Tuning in De-Light Playshop
Event Magazine write up 
by Jude Campbell
The Main Event
De- Stressing
Playshop’s focus... on re-connecting

What’s on your list today, Super mom? Work, household chores, scheduling appointments, organizing the kids ofr school, keeping everyone on time for music and sport practice and running Mom’s Taxi Service?

It’s no surprise that many women today describe their priority position on the family totem pole as “bottom of the pile,” or “low on the list,” and “no time for me.”

For many harried women, there’s usually too much day and not enough rope left to tie it all together.

Sure, it’s the stress of modern-day life.

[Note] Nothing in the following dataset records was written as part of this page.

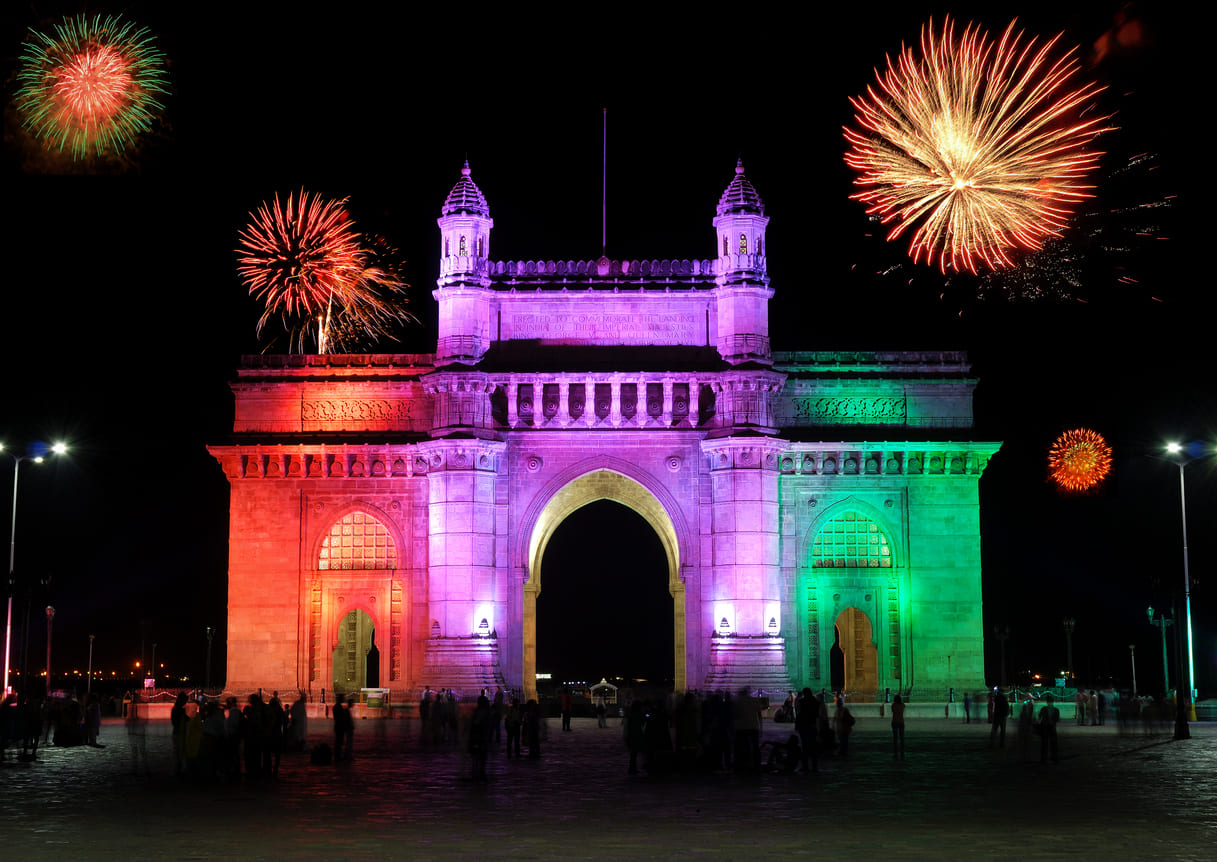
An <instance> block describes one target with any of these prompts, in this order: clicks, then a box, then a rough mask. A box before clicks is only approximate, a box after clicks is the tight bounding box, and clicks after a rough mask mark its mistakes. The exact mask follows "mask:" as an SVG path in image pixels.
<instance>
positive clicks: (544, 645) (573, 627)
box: [537, 500, 674, 685]
mask: <svg viewBox="0 0 1217 862" xmlns="http://www.w3.org/2000/svg"><path fill="white" fill-rule="evenodd" d="M543 566H544V571H545V588H544V589H543V590H542V592H540V594H539V595H538V597H537V670H538V671H542V672H549V673H551V675H553V679H557V681H572V679H581V681H587V682H589V683H594V682H596V681H598V679H600V678H601V677H605V678H609V679H612V678H615V677H623V678H626V679H646V681H647V682H649V683H658V684H662V685H672V684H673V681H674V666H673V662H674V655H673V650H672V649H671V646H672V639H673V620H672V594H671V593H669V592H668V583H667V580H668V578H667V567H668V564H667V559H666V556H664V553H663V545H662V543H661V542H660V537H658V534H656V532H655V530H654V528H652V527H651V526H650V525H649V524H647V522H646V521H645V520H643V517H640V516H639V515H638V514H636V513H634V511H632V510H630V509H628V508H626V506H624V505H622V504H619V503H615V502H611V500H598V502H595V503H589V504H588V505H585V506H583V508H581V509H577V510H576V511H573V513H571V515H568V516H567V517H566V519H565V520H563V521H562V522H561V524H560V525H559V527H557V528H556V530H555V531H554V534H553V537H551V538H550V541H549V544H548V545H546V548H545V555H544V559H543Z"/></svg>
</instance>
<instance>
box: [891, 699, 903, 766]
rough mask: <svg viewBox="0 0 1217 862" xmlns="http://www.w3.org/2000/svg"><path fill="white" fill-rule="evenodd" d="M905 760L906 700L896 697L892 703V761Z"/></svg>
mask: <svg viewBox="0 0 1217 862" xmlns="http://www.w3.org/2000/svg"><path fill="white" fill-rule="evenodd" d="M897 757H899V759H901V760H904V700H903V699H901V695H898V694H897V695H896V700H893V701H892V760H896V759H897Z"/></svg>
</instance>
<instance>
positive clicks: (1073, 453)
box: [1048, 429, 1111, 492]
mask: <svg viewBox="0 0 1217 862" xmlns="http://www.w3.org/2000/svg"><path fill="white" fill-rule="evenodd" d="M1048 472H1049V475H1050V476H1051V478H1053V481H1054V482H1056V485H1058V487H1060V488H1061V489H1062V491H1070V492H1082V491H1089V489H1092V488H1094V487H1097V486H1098V485H1099V483H1100V482H1103V480H1104V478H1106V477H1107V474H1110V472H1111V447H1110V446H1107V441H1105V440H1104V438H1103V435H1100V433H1099V432H1097V431H1090V430H1089V429H1075V430H1072V431H1066V432H1065V433H1062V435H1061V436H1060V437H1058V438H1056V442H1055V443H1053V446H1051V448H1050V449H1049V450H1048Z"/></svg>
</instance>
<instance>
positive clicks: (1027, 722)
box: [1019, 698, 1036, 762]
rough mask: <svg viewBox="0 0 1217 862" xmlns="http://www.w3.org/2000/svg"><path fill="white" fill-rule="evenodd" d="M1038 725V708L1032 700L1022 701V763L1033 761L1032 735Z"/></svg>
mask: <svg viewBox="0 0 1217 862" xmlns="http://www.w3.org/2000/svg"><path fill="white" fill-rule="evenodd" d="M1034 723H1036V707H1034V706H1032V704H1031V698H1027V699H1026V700H1023V701H1022V709H1021V710H1020V711H1019V749H1020V750H1021V751H1022V761H1023V762H1026V761H1028V760H1031V733H1032V727H1033V726H1034Z"/></svg>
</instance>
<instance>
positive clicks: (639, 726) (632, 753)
mask: <svg viewBox="0 0 1217 862" xmlns="http://www.w3.org/2000/svg"><path fill="white" fill-rule="evenodd" d="M645 724H646V715H645V713H644V712H643V701H641V700H635V701H634V703H632V704H630V705H629V710H628V711H627V712H626V718H624V721H622V734H623V735H624V738H626V749H627V750H628V751H629V769H628V774H630V776H636V774H638V755H639V754H640V752H641V751H643V750H644V749H645V748H646V728H645Z"/></svg>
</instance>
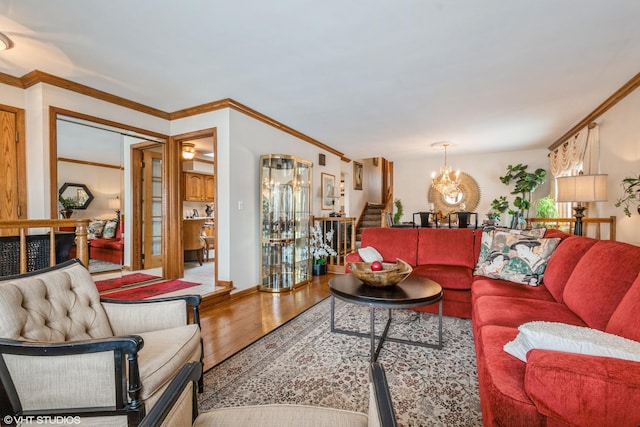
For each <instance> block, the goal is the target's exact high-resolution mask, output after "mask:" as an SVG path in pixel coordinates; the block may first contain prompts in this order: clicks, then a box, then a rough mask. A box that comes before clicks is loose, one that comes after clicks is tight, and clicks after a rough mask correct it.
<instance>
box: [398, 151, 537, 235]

But how much of that stress is a culmination of half truths and complete untruths that you’ve been told and internalized as person “expectations and limitations.”

Does it have to be that way, and what happened to the fun in your life? The joy, peace and harmony?

Enter Maggie Reigh, crusader and champion of retrieving and reviving joy and connection.  Destroyer of self-doubt, anxiety and those annoying self-talk tapes in your head that keep you from being ‘The Real You.’

Author, educator and veteran seminar speaker, Reigh attacks the boundaries of the ‘box mentality,’ and replaces it with the “power of nos.”

“We all carry old judgements from the past,” Reigh states emphatically.

“Most of us experience a lot of resistance and stress, in our lives. We cram too much stuff, in too small a container.  And we have a lot of negative chatterboxes in our head - some 60,000 thoughts per day - too many are self-limiting.”

Reigh says that learning to isolate and eliminate those self-limiting thoughts can lead to a revitalization of body, mind and spirit. It can help “quiet the mind, breathe vitality and passion into your life and into your work.”

Using play (not work)shops, Reigh helps women recognize those negative and limiting self-tapes, and how turning those thought processes around, can make a remarkable difference in life style.

“it’s about de-stressing,” Reigh explained, “it’s about moving the energy through, reconnecting with the real you, staying centred, productive and happy.”

Using techniques that include storytelling, creative dance and art, Reigh gets women, and sometimes men, to explore, confront and name their person ‘chatterboxes’ to help eliminate daily life stresses.

Naming ‘them’ also helps in dealing with and dispelling negativity.

Common self-talk includes comments/reactions to guilt, boredom, resentment, anger, envy and self-doubt.

Recurring negative self-thoughts such as “I can’t do that,”  “What will people think?” and “I’m too stupid,” severely limit personal joy and potential, while adding to daily stress.

“Many of us live behind a façade that’s been engineered by those inner voices,” she added.  “In the playshops, we get rid of those, learn that the power comes from inside of you, not outside.”

You can learn to create instead of react. Respond not resist.

“As women we tend to twist and turn ourselves inside out to please the world,” she said.

“We put or children, our men, and work before us.  Getting connected to your true self, will help you experience a deeper more meaningful connection with others.”

Reigh also teaches women to check their posture and body language to get in touch with how they’re responding to a situation.

“Playshops create a safe space where expressing and getting in touch with your inner self is OK,”she said.

“It’s free of judgement, and a lot of fun.

“there’s a lot of laughter going on while we deal with the root of the problem, bring out the core of who we are.”

While some may balk at attending what on the surface sounds like a re-run of the `60s peace - love - harmony mantra, Reigh points out that even Bill Gates brings in “play experts” to keep his employees happy and productive and teaches them how to “step out of the box.”

Reigh added that tit’s time to think about priorities we’ve created as a society. 

Playfully posing her own question Reigh asked, “Prozac is Ok - but ‘playshops and ‘play’ are weird?”